I couldn't find any information about this. Anyone know where I can find out more?

Jozef Wagner

unread,
Aug 6, 2014, 7:05:40 AM8/6/14
to clo...@googlegroups.com

Robin Heggelund Hansen

unread,
Aug 6, 2014, 12:22:36 PM8/6/14
to clo...@googlegroups.com
Don't understand the compiler that well. Could you provide a short description of what is being done?

Reid McKenzie

unread,
Aug 6, 2014, 2:41:56 PM8/6/14
to clo...@googlegroups.com
Functions are objects implementing the IFn interface. This interface defines a set of methods named "invoke" which return an object given up to 21 arguments.  Once the compiler is done emitting any given function, an IFn object has been created. Def is a general operation which creates a value and binds it to a var named by the current (*ns*, symbol) pair. So for defn and an instance of this IFn object is what the bound var points to. So as an example,

user=> (defn foo [x y] (+ x y 1))
; macroexpanded (def foo (fn* ([x y] (+ x y 1))))
#'user/foo

If you inspect the user namespace, you will find that the symbol foo now maps to the var #'user/foo.
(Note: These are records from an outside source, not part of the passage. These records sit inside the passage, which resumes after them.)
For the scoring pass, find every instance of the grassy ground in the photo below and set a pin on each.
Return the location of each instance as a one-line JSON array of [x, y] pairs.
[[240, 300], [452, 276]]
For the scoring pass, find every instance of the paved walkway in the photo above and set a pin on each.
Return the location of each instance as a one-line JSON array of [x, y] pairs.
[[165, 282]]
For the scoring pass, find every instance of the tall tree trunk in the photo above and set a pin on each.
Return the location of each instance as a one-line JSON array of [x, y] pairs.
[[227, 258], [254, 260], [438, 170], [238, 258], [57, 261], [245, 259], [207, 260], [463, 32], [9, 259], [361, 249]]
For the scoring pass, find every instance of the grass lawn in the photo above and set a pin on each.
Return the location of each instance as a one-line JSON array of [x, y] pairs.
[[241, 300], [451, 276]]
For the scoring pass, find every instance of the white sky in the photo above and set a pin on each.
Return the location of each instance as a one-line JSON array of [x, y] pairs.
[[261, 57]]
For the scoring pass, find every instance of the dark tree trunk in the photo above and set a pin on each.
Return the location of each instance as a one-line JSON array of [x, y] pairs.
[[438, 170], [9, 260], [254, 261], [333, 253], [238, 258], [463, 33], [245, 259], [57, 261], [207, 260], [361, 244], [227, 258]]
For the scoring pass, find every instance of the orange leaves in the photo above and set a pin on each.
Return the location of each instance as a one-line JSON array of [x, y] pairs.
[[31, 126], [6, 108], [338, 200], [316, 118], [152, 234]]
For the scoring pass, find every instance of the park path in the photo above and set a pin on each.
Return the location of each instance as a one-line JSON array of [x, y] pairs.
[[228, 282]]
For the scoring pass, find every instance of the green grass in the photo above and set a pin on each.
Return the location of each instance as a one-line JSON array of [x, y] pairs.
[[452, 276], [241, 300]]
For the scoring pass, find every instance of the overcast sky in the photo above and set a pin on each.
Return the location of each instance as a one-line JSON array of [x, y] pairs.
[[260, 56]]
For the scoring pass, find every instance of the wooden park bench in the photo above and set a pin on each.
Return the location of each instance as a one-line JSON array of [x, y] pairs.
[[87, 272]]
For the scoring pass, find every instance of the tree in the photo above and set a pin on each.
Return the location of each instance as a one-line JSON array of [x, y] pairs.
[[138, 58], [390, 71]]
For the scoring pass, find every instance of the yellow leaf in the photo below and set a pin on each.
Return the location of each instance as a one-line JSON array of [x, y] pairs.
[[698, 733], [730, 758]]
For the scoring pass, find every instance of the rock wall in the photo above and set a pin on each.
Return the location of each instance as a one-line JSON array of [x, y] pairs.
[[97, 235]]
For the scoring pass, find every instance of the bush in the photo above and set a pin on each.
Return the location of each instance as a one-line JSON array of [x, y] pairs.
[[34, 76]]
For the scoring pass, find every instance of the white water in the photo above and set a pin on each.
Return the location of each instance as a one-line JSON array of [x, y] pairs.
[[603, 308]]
Subsequent textual occurrences of the symbol foo in this namespace will at compile time be mapped to the var #'user/foo, and the emitted code will take the var #'user/foo and dereference it to get an IFn object implementing the foo function which can be invoked.

As there is overhead associated with dereferencing a var and some code such as clojure.core/* is expected not to be redefined by users, the ^:static annotation in Clojure 1.3 directed the compiler to emit `public static invokeStatic` methods in addition to the normal `public invoke` methods. This allowed potentially hot path functions to statically invoke each other rather than using var indirection. This static linking of function calls is how Oxcart achieves the reported 24% speedup, and the linked direct branch is Rich implementing invokeStatic again, presumably for Clojure 1.7.

This static linking feature was introduced in Clojure 1.3 and removed in Clojure 1.4 because as I mentioned in my linked blog post the downside of static linking is that live development and code redefinition become harder or impossible. My expectation is that, as 1.7 is projected to introduce compilation profiles, this problem will be mitigated by different builds or profiles of Clojure which may enable or disable static linking in a user visible manner. So for an application deployment build you may choose [org.clojure/clojure "1.7.0-static"] which can use ^:static annotations for a speedup while for development you may use [org.clojure/clojure "1.7.0"] which may ignore ^:static in exchange for a better REPL experience as Clojure 1.6 and 1.5 do.

Hope this helps,
Reid
--
You received this message because you are subscribed to the Google
Groups "Clojure" group.
To post to this group, send email to clo...@googlegroups.com
Note that posts from new members are moderated - please be patient with your first post.
To unsubscribe from this group, send email to
clojure+u...@googlegroups.com
For more options, visit this group at
http://groups.google.com/group/clojure?hl=en
---
You received this message because you are subscribed to the Google Groups "Clojure" group.
To unsubscribe from this group and stop receiving emails from it, send an email to clojure+u...@googlegroups.com.
For more options, visit https://groups.google.com/d/optout.

Robin Heggelund Hansen

unread,
Aug 6, 2014, 2:49:31 PM8/6/14
to clo...@googlegroups.com
Perfect explination, thanks!

Mike Thvedt

unread,
Aug 6, 2014, 2:58:48 PM8/6/14
to clo...@googlegroups.com
It's worth pointing out that var indirection is already cheap in Java--it is generally dominated by IO, memory access, object construction, dynamic dispatch... The JIT compiler will inline any var access if the var doesn't visibly change, and only needs to check one word of memory per var each time the JIT compiled function is invoked. I've replaced vars with Java methods and found a 0% speedup.

Mike Thvedt

unread,
Aug 6, 2014, 2:59:47 PM8/6/14
to clo...@googlegroups.com
Last sentence should be: "I've replaced vars with Java methods in some high-performance cases and found a 0% speedup."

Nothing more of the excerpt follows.